# Notebook to start exploring the MusicO-Net Library

In [136]:
import pandas as pd
from collections import Counter
import numpy as np
import re

import torch
import torchtext
import torch.nn as nn
from torchtext.data.utils import get_tokenizer
from torchtext.vocab import Vocab
from torch.nn.utils.rnn import pad_sequence
from torch.utils.data import DataLoader, Dataset, TensorDataset
import spacy
from sklearn.model_selection import train_test_split


spacy.load('en_core_web_sm')



<spacy.lang.en.English at 0x7fb383ebc400>

In [122]:

# Import relevant tabbles
df_features = pd.read_csv("data/musicoset_songfeatures/acoustic_features.csv", sep="\t")
df_lyrics = pd.read_csv("data/musicoset_songfeatures/lyrics.csv", sep="\t")
df_song = pd.read_csv("data/musicoset_metadata/songs.csv", sep="\t")
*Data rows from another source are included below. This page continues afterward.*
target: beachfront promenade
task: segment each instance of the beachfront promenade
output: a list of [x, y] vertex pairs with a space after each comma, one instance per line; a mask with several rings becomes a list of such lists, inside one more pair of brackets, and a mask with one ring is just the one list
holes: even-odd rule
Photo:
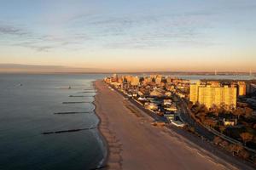
[[108, 143], [109, 169], [232, 169], [218, 159], [204, 156], [172, 135], [151, 125], [151, 117], [131, 110], [130, 102], [102, 81], [96, 82], [96, 114], [100, 130]]

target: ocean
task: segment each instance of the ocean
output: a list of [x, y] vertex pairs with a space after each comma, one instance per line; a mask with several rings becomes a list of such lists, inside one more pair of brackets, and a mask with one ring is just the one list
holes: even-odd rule
[[[92, 82], [106, 76], [0, 74], [0, 169], [76, 170], [99, 167], [107, 149], [96, 128], [99, 119], [94, 112]], [[67, 132], [77, 129], [81, 130]], [[60, 131], [64, 133], [55, 133]]]
[[[0, 75], [0, 169], [97, 167], [107, 150], [95, 128], [99, 120], [92, 104], [92, 82], [104, 76]], [[60, 112], [79, 113], [54, 114]]]

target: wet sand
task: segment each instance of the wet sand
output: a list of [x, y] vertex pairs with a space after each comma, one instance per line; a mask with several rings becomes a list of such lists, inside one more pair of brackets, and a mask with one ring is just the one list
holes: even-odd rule
[[132, 104], [102, 81], [95, 85], [99, 129], [108, 147], [108, 169], [235, 169], [204, 155], [170, 130], [152, 126], [151, 117], [131, 109]]

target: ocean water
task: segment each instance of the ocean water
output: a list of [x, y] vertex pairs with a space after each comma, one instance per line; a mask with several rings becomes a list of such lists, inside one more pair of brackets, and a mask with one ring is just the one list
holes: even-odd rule
[[[93, 90], [92, 81], [104, 76], [1, 74], [0, 169], [75, 170], [99, 166], [106, 148], [94, 128], [99, 122], [92, 104], [96, 94], [84, 92]], [[62, 104], [81, 101], [89, 103]], [[69, 111], [84, 113], [54, 114]], [[87, 128], [93, 129], [42, 134]]]
[[[107, 150], [95, 128], [99, 120], [92, 104], [96, 93], [91, 90], [92, 82], [106, 76], [109, 75], [0, 74], [0, 170], [97, 167]], [[251, 79], [241, 76], [172, 76], [189, 80]], [[54, 114], [56, 112], [83, 113]], [[42, 134], [81, 128], [92, 129]]]

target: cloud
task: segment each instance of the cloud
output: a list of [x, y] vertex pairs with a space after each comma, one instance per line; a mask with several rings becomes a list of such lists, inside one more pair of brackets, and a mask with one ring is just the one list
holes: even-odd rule
[[21, 28], [15, 27], [12, 26], [4, 26], [4, 25], [1, 26], [0, 25], [0, 34], [25, 36], [25, 35], [27, 35], [28, 32]]
[[0, 72], [15, 73], [57, 73], [57, 72], [106, 72], [106, 70], [97, 68], [69, 67], [63, 65], [39, 65], [20, 64], [0, 64]]
[[[207, 18], [212, 15], [204, 11], [158, 14], [137, 13], [119, 16], [78, 14], [67, 17], [67, 23], [61, 27], [50, 27], [55, 33], [39, 33], [29, 30], [28, 26], [20, 28], [14, 24], [0, 24], [0, 33], [16, 37], [15, 41], [6, 38], [9, 40], [9, 44], [38, 52], [94, 48], [143, 49], [168, 47], [186, 41], [204, 45], [200, 38], [207, 35], [201, 31], [211, 28]], [[44, 30], [44, 26], [40, 29]]]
#SQL Join tables to create dataframe suitable for filtering and exploration
df = df_song.merge(right=df_features, how='inner', on="song_id")
df = df.merge(right=df_lyrics, how='inner', on="song_id")

In [123]:
df.head()

Unnamed: 0,song_id,song_name,billboard,artists,popularity,explicit,song_type,duration_ms,key,mode,...,acousticness,danceability,energy,instrumentalness,liveness,loudness,speechiness,valence,tempo,lyrics
0,3e9HZxeyfWwjeyPAMmWSSQ,"thank u, next","('Thank U, Next', 'Ariana Grande')",{'66CXWjxzNUsdJxJ2JdwvnR': 'Ariana Grande'},86,True,Solo,207320,1,1,...,0.229,0.717,0.653,0.0,0.101,-5.634,0.0658,0.412,106.966,['[Verse 1]\nThought I\'d end up with Sean\nBu...
1,5p7ujcrUXASCNwRaWNHR1C,Without Me,"('Without Me', 'Halsey')",{'26VFTg2z8YR0cCuwLzESi2': 'Halsey'},87,True,Solo,201661,6,1,...,0.297,0.752,0.488,9e-06,0.0936,-7.05,0.0705,0.533,136.041,"[""[Verse 1]\nFound you when your heart was bro..."
2,2xLMifQCjDGFmkHkpNLD9h,SICKO MODE,"('Sicko Mode', 'Travis Scott')",{'0Y5tJX1MQlPlqiwlOH1tJY': 'Travis Scott'},85,True,Solo,312820,8,1,...,0.00513,0.834,0.73,0.0,0.124,-3.714,0.222,0.446,155.008,"['[Part I]\n\n[Intro: Drake]\nAstro, yeah\nSun..."
3,3KkXRkHbMCARz0aVfEt68P,Sunflower - Spider-Man: Into the Spider-Verse,('Sunflower (Spider-Man: Into The Spider-Verse...,"{'246dkjvS1zLTtiykXe5h60': 'Post Malone', '1zN...",92,False,Collaboration,158040,2,1,...,0.556,0.76,0.479,0.0,0.0703,-5.574,0.0466,0.913,89.911,
4,1rqqCSm0Qe4I9rUvWncaom,High Hopes,"('High Hopes', 'Panic! At The Disco')",{'20JZFwl6HVl6yg8a4H3ZqK': 'Panic! At The Disco'},86,False,Solo,190947,5,1,...,0.193,0.579,0.904,0.0,0.064,-2.729,0.0618,0.681,82.014,"[""[Intro]\nHigh, high hopes\n\n[Chorus]\nHad t..."


In [124]:
# Filtering for relevant tracks
df_dance = df[df.danceability > 0.8]
df_dance = df_dance[df_dance.speechiness < 0.5]
df_dance = df_dance[df_dance.energy > 0.5]
df_dance = df_dance[df_dance.popularity >= 60]
df_dance = df_dance[df_dance.explicit == True]

print(len(df_dance))

129


In [128]:
#df_dance.lyrics = df_dance.lyrics.astype(str)
lyrics = df_dance.lyrics.tolist()
df_dance.lyrics = df_dance.lyrics.astype(str)

In [134]:
import string

translator = str.maketrans('', '', string.punctuation)


def split_text(x):
    text = x['lyrics']

    sections = text.split('\\n\\n')

    keys = {'Verse 1': np.nan, 'Verse 2': np.nan, 'Verse 3': np.nan, 'Verse 4': np.nan, 'Chorus': np.nan}

    lyrics = str()

    single_text = []

    res = {}

    for s in sections:

        key = s[s.find('[') + 1:s.find(']')].strip()

        if ':' in key:
            key = key[:key.find(':')]

        if key in keys:
            single_text += [x.lower().replace('(', '').replace(')', '').translate(translator) for x in
                            s[s.find(']') + 1:].split('\\n') if len(x) > 1]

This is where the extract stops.